Kamis 10 September 2026
KETAATAN YANG MENJAGA NYALA MEZBAH
Sabda Renungan : “Jikalau kamu mengasihi Aku, kamu akan menuruti segala perintah-Ku.” (Yohanes 14:15)
Dalam Imamat 6:12–13, Allah memerintahkan para imam untuk menjaga agar api di atas mezbah tetap menyala. Mereka tidak boleh membiarkan api itu padam, tetapi harus setia menambahkan kayu setiap pagi dan mengatur korban bakaran sesuai dengan ketetapan Tuhan. Perintah ini menunjukkan bahwa penyembahan sejati bukan hanya tentang semangat, tetapi juga tentang ketaatan yang dilakukan dengan setia dan penuh tanggung jawab.

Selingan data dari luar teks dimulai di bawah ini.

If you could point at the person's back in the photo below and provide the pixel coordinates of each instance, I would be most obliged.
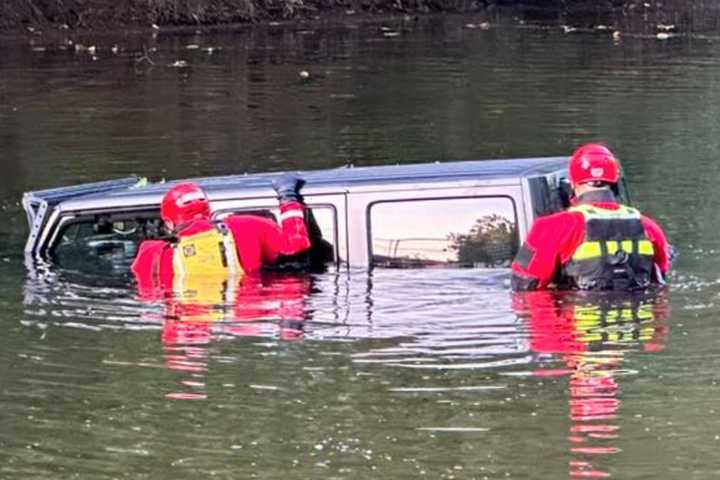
(598, 243)
(201, 251)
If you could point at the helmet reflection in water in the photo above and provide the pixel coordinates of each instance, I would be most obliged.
(592, 334)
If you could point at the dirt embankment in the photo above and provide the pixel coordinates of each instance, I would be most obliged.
(102, 14)
(22, 15)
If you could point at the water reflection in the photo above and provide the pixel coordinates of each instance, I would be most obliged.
(592, 336)
(269, 305)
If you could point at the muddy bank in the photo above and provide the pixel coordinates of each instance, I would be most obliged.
(636, 16)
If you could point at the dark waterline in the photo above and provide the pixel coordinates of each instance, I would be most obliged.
(383, 374)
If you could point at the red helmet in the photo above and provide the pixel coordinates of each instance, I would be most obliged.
(593, 163)
(183, 203)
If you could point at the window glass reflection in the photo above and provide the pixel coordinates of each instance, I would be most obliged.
(456, 232)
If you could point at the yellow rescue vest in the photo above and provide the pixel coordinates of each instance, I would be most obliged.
(206, 267)
(615, 253)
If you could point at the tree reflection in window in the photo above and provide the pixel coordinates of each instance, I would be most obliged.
(491, 242)
(447, 232)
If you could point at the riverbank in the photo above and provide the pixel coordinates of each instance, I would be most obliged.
(35, 16)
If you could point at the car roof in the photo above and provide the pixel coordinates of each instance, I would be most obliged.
(348, 177)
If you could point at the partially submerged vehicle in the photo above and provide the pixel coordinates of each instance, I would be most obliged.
(454, 214)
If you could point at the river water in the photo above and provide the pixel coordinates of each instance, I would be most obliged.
(356, 374)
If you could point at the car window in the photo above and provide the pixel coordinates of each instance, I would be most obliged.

Yesus menegaskan dalam Yohanes 14:15 bahwa kasih kepada-Nya dinyatakan melalui ketaatan. Ketaatan bukanlah usaha memperoleh keselamatan, melainkan respons kasih atas anugerah keselamatan yang telah diberikan Allah melalui Kristus. Orang yang sungguh mengasihi Tuhan akan rindu melakukan kehendak-Nya, sekalipun harus mengorbankan kenyamanan, ambisi pribadi, atau menghadapi tantangan.
Sering kali api rohani tidak padam karena kurangnya pengetahuan, tetapi karena hati mulai berkompromi dengan dosa. Ketaatan yang ditunda, dosa yang dipelihara, dan suara hati yang diabaikan perlahan mengurangi kepekaan terhadap tuntunan Roh Kudus. Sebaliknya, setiap langkah ketaatan, meskipun tampak sederhana, menjadi seperti kayu yang ditambahkan ke atas mezbah sehingga api rohani tetap berkobar. Tuhan menghargai kesetiaan dalam perkara kecil sama seperti dalam perkara besar.
Hari ini, marilah mengevaluasi kehidupan kita. Adakah firman Tuhan yang sudah kita ketahui tetapi belum kita lakukan? Adakah area kehidupan yang masih kita pertahankan untuk diri sendiri dan belum sepenuhnya diserahkan kepada Allah? Ketika kita memilih taat kepada Tuhan setiap hari, Roh Kudus akan menguatkan langkah kita, membentuk karakter semakin serupa dengan Kristus, dan menjadikan hidup kita sebagai persembahan yang harum di hadapan-Nya. Mezbah hati akan tetap menyala karena dipelihara oleh kasih yang diwujudkan melalui ketaatan.
Ketaatan kepada firman Tuhan memelihara api rohani, membentuk karakter Kristus, dan menghadirkan kesaksian hidup yang memuliakan Allah senantiasa.